The team used Hmong and Karen communities in both Minnesota and Thailand as participants for the study.
The gut microbiomes of Hmong and Karen peoples still living in Thailand were compared to the Hmong and Karen peoples who'd immigrated to the United States. The researchers also gathered information from the children of those immigrants, and they used native-born US residents as controls.
The team also met a group of 19 Karen refugees who relocated from Thailand to the US, and that gave them an opportunity to clearly track an immigrant's first six to nine months in the country.
Rapid-fire gut health degradation
The first thing researchers noted was that major changes in bacteria happened fast. In the first six months, they found Western strain Bacteroides that replaced the non-Western bacteria strain Prevotella.
The longer a person lived in the United States, the less diverse the microbiome became, the researchers discovered. This concerned not just the researchers, but also the communities being observed.
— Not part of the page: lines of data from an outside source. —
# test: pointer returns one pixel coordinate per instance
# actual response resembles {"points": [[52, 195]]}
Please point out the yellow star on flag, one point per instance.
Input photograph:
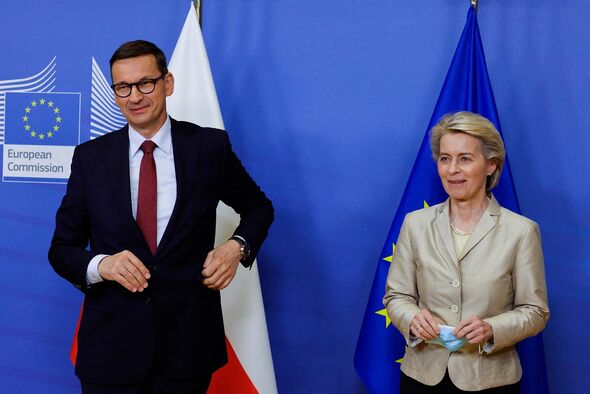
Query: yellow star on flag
{"points": [[383, 312], [390, 257]]}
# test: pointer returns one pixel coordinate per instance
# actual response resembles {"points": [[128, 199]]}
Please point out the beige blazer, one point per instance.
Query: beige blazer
{"points": [[499, 277]]}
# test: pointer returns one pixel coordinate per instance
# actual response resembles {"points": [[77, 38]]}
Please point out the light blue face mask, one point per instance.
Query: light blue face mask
{"points": [[447, 339]]}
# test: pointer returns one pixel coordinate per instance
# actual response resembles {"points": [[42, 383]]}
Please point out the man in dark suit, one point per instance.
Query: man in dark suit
{"points": [[135, 232]]}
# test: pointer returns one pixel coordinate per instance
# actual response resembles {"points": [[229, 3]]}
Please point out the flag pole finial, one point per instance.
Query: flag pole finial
{"points": [[199, 7]]}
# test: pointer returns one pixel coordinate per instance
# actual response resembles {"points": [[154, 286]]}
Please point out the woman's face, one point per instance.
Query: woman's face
{"points": [[462, 167]]}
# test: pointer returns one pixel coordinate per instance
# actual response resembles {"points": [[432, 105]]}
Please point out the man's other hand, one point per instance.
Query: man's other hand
{"points": [[126, 269], [221, 264]]}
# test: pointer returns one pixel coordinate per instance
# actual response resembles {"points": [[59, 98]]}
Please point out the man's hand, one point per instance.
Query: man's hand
{"points": [[424, 325], [221, 264], [474, 330], [126, 269]]}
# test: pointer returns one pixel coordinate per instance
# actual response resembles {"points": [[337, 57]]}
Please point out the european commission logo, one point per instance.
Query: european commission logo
{"points": [[40, 129]]}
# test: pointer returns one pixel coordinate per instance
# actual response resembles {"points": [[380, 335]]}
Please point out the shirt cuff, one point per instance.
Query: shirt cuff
{"points": [[92, 275]]}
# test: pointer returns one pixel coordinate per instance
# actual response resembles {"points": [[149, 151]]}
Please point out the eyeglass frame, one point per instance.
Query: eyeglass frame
{"points": [[136, 84]]}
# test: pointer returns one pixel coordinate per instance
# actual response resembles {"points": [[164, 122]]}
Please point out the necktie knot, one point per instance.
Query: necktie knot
{"points": [[148, 146]]}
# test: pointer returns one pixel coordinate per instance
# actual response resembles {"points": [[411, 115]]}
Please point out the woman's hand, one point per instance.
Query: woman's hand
{"points": [[424, 326], [474, 330]]}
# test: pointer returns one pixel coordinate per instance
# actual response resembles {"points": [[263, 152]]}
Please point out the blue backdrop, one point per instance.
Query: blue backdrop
{"points": [[326, 103]]}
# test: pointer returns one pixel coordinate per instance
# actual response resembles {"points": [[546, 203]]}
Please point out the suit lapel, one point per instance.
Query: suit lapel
{"points": [[117, 162], [185, 147], [443, 227], [483, 227]]}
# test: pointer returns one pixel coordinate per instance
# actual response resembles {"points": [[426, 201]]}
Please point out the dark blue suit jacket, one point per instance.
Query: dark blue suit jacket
{"points": [[176, 321]]}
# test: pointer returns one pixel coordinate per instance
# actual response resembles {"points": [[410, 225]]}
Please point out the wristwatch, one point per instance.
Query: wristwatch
{"points": [[244, 247]]}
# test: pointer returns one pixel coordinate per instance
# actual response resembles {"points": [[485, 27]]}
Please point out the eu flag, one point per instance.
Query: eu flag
{"points": [[380, 346], [42, 118]]}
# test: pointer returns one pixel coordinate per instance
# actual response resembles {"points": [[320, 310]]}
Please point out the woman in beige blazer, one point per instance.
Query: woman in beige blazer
{"points": [[469, 264]]}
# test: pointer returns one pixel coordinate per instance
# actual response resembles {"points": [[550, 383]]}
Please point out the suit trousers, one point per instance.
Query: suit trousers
{"points": [[157, 382], [446, 386]]}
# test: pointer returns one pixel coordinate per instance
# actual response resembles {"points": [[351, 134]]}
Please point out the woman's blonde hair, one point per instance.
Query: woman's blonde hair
{"points": [[476, 126]]}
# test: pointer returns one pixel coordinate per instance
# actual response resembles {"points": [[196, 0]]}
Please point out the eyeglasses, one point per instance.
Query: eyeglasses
{"points": [[145, 86]]}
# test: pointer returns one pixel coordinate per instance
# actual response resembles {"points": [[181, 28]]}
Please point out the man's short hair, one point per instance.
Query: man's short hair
{"points": [[140, 48]]}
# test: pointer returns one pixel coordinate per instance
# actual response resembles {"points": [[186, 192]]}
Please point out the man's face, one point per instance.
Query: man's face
{"points": [[146, 113]]}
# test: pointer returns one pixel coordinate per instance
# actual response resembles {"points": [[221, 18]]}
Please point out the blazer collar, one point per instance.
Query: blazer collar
{"points": [[186, 157], [486, 223], [117, 162]]}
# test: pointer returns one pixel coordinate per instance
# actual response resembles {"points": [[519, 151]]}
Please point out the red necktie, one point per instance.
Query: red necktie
{"points": [[147, 196]]}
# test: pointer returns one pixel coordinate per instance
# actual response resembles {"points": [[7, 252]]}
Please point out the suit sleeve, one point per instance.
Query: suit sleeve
{"points": [[68, 254], [242, 194], [401, 291], [530, 313]]}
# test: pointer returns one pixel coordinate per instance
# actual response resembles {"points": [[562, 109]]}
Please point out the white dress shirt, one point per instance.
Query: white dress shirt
{"points": [[166, 184]]}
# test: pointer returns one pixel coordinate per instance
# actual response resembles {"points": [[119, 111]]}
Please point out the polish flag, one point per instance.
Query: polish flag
{"points": [[250, 368]]}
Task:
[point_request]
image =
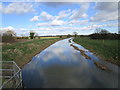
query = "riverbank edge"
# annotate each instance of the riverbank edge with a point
(112, 61)
(29, 57)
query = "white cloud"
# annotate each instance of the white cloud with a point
(107, 11)
(18, 8)
(78, 22)
(45, 16)
(76, 14)
(63, 14)
(57, 22)
(9, 28)
(51, 23)
(43, 24)
(35, 18)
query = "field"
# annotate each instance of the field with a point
(48, 37)
(23, 52)
(105, 49)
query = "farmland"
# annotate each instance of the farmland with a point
(105, 49)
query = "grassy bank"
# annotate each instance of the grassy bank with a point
(23, 52)
(105, 49)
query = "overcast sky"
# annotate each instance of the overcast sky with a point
(59, 18)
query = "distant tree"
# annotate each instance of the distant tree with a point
(32, 34)
(75, 34)
(60, 36)
(68, 35)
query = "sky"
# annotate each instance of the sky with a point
(58, 18)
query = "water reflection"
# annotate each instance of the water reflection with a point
(61, 66)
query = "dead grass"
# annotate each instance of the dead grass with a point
(23, 52)
(102, 67)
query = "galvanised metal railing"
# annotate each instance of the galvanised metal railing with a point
(11, 75)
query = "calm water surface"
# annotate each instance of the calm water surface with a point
(61, 66)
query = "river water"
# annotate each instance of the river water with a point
(62, 66)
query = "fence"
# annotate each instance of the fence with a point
(10, 75)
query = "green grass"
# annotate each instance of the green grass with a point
(106, 49)
(23, 52)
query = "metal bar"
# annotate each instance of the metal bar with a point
(17, 76)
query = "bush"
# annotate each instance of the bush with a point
(8, 36)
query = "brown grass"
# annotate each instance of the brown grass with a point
(102, 67)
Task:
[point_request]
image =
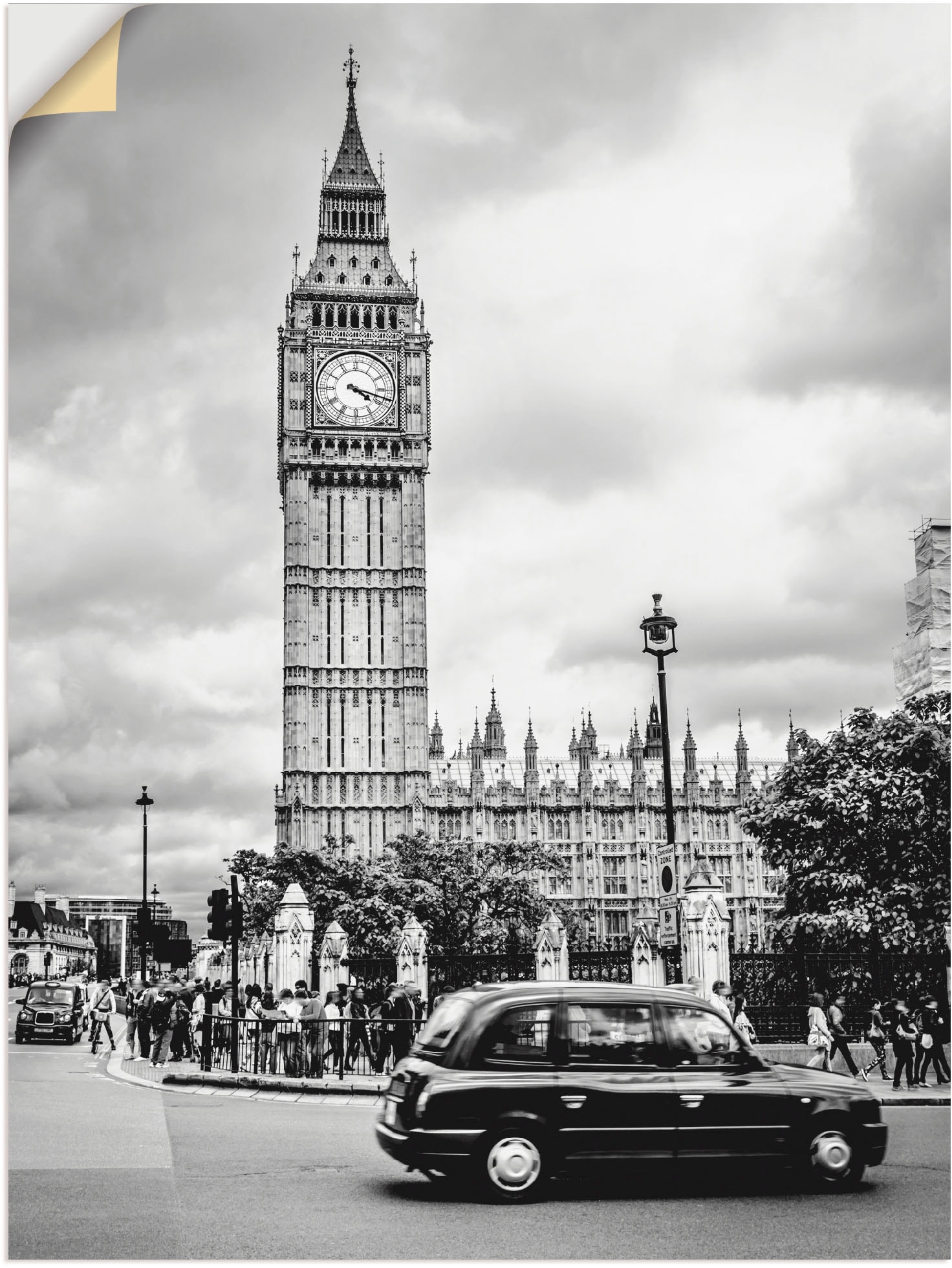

"Obesity was a concern that was coming up a lot for the Hmong and Karen communities here. In other studies, the microbiome had been related to obesity, so we wanted to know if there was potentially a relationship in immigrants and make any findings relevant and available to the communities. These are vulnerable populations, so we definitely try to make all of our methods as sensitive to that as possible and make sure that they have a stake in the research," explained first author Pajau Vangay.
Knights pointed out that changes were sharper and more distinct in kids.
"...it was clear that the loss of diversity was compounded across generations. And that's something that has been seen in animal models before, but not in humans," he said.
The research did not establish a cause-and-effect between microbiome changes and immigrant obesity. However, there was a distinct correlation: the more westernized the diet, the more westernized the microbiome, and the higher the risk of obesity.
"When you move to a new country, you pick up a new microbiome. And that's changing not just what species of microbes you have, but also what enzymes they carry, which may affect what kinds of food you can digest and how your diet interacts with your health," Knights said.
"This might not always be a bad thing, but we do see that Westernization of the microbiome is associated with obesity in immigrants, so this could an interesting avenue for future research into the treatment of obesity, both in immigrants and potentially in the broader population."